By A.R.S. § 40-254, any party in interest may commence an action in the superior court to set aside an order or decision of the Commission on the ground that the order or decision is unlawful or unreasonable. The burden of proof is upon the party seeking to set aside the action of the Commission "to show by clear and satisfactory evidence that it is unreasonable or unlawful". Even if this state were not governed by principles applicable to regulated monopolies, the trial court could not have found that the action of the Commission was unreasonable. The evidence established through the testimony of John Cunningham, operating manager of Harvey, that "* * * there isn't enough business *190 there for two bus lines" is uncontradicted. The Commission in selecting Nava-Hopi over Harvey was not unreasonable simply because when compelled to choose it preferred one rather than the other. The judgment of the superior court must be reversed with directions to reinstate Decision No. 32294.

The foregoing disposes of the controversy as between Nava-Hopi and Harvey. However, the Commission has assigned as error the action of the court below in entering its order directing it to enter a wholly new order or decision in favor of Harvey.

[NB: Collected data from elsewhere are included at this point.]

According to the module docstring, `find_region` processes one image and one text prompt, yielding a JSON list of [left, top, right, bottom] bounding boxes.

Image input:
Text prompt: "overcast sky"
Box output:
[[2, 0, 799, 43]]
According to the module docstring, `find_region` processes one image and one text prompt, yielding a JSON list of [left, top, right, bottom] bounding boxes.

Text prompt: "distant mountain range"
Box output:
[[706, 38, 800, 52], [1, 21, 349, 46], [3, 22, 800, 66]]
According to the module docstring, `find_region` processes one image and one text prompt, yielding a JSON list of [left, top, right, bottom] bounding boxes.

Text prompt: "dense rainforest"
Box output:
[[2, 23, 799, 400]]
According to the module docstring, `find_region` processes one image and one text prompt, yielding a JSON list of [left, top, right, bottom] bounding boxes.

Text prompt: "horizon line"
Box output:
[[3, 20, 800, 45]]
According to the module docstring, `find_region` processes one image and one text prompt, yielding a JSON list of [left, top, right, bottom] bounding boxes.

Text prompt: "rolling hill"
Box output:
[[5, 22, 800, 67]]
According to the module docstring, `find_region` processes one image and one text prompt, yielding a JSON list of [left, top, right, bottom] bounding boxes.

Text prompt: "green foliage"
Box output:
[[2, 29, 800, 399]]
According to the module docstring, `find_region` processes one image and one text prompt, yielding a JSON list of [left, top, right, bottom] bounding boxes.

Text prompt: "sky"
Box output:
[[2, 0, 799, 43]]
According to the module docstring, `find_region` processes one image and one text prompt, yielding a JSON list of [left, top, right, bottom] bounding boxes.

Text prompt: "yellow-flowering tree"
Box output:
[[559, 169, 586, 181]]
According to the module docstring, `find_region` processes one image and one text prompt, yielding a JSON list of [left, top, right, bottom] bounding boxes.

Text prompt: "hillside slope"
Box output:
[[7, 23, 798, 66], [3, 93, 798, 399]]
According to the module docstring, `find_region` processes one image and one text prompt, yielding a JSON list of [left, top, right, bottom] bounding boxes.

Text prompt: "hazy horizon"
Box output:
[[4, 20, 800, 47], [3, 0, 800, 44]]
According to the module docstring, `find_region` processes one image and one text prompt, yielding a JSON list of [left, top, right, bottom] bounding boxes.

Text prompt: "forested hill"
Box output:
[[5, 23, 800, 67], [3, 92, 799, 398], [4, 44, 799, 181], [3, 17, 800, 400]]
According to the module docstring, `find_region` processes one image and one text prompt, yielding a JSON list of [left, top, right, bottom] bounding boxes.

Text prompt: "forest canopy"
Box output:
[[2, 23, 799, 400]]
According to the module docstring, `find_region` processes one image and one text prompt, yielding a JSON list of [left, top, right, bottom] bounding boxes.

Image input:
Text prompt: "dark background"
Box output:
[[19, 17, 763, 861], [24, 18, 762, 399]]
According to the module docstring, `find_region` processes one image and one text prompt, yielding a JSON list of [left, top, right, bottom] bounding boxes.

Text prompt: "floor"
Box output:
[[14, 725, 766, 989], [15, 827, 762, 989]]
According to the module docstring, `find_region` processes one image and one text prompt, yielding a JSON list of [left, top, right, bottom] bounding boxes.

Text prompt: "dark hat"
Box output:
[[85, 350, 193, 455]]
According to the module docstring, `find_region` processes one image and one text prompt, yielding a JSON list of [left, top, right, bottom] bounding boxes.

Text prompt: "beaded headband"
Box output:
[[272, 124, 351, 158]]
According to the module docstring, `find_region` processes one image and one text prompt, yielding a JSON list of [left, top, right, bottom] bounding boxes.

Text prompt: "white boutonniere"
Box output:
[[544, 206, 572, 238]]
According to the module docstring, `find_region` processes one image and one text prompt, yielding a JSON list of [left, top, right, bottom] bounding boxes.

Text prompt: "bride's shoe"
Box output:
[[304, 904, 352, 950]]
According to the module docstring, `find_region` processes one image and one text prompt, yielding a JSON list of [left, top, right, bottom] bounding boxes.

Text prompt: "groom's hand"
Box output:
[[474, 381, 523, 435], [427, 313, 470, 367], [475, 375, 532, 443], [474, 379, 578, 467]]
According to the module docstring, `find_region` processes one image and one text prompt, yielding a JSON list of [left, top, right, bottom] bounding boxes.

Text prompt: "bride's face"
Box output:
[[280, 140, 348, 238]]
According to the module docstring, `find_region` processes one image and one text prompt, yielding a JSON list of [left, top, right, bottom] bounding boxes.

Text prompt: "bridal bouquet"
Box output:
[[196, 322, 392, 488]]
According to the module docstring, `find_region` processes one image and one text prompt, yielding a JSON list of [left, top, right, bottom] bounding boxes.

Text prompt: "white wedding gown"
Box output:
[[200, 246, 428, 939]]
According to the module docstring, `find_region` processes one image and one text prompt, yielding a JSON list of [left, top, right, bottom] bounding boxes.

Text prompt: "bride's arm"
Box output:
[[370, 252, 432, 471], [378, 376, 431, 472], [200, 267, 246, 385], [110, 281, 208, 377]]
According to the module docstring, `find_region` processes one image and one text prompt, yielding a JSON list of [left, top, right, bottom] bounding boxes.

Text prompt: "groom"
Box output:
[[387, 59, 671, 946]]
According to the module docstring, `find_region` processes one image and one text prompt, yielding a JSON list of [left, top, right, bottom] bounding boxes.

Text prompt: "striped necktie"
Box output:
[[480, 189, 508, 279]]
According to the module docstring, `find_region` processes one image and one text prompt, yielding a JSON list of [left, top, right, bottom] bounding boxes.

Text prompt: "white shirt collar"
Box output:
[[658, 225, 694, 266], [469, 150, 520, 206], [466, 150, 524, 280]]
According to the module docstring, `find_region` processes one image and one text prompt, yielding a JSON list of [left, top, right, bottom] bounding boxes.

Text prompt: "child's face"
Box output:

The statute is plain. By A.R.S. § 40-254, subd. C, the superior court shall enter an order affirming, modifying or setting aside the decision or order of the Commission. We construed this section, then § 69-249 A.C.A. 1939, in Maricopa County v. Corporation Commission of Ariz., 79 Ariz. 307, 313, 289 P.2d 183 in this language:

"The court was further without authority under any set of circumstances to do more than to affirm, modify or set aside the order and decision of the commission as expressly provided by the provisions of section 69-249, A.C.A. 1939. The court exercised neither of the powers granted it under said section but undertook to render an entirely new judgment. This in itself renders the judgment null and void."

In the instant case the trial court did, by indirection, what we expressly prohibited it from doing directly when it ordered the Commission to issue an amended certificate of convenience and necessity.

By Article 15 of the Arizona Constitution, A.R.S., the power of determination is lodged in the Corporation Commission to decide these matters. The word "modify", in A.R.S. § 40-254 empowering the superior court "to affirm, modify or set aside", does not grant a right to exercise or supersede an essential function of another public body. Federal Power Commission v. Idaho Power Company, 344 U.S. 17, 73 S. Ct. 85, 97 L. Ed. 15; G.H. Miller & Company v. United States, 7 Cir., 260 F.2d 286.

Numerous Arizona cases construing A.R.S. § 40-254 unequivocally hold that the hearing before the superior court is de novo and we have construed this to mean the superior court must exercise an "independent judgment". Arizona Corporation Comm. v. Southern Pacific Co., 87 Ariz. 310, 350 P.2d 765; Simms v. Round Valley Light & Power Company, 80 Ariz. 145, 294 P.2d 378; Gibbons v. Arizona Corp. Commission, 75 Ariz. 214, 254 P.2d 1024; Corporation Commission v. Southern Pac. Co., 55 Ariz. 173, 99 P.2d 702; Corporation Commission of Arizona v. People's Freight Line, 41 Ariz. 158, 16 P.2d 420. This only means that the trial court is empowered to *191 reach an independent conclusion. It does not mean that the superior court may enter a judgment independent and free of the confining language of the statute. Moreover, it must reach its conclusion that the Commission's decision was unreasonable or unlawful upon clear and satisfactory evidence. Such was not the case here.

Judgment reversed.

LOCKWOOD, V.C.J., and BERNSTEIN, J., concur.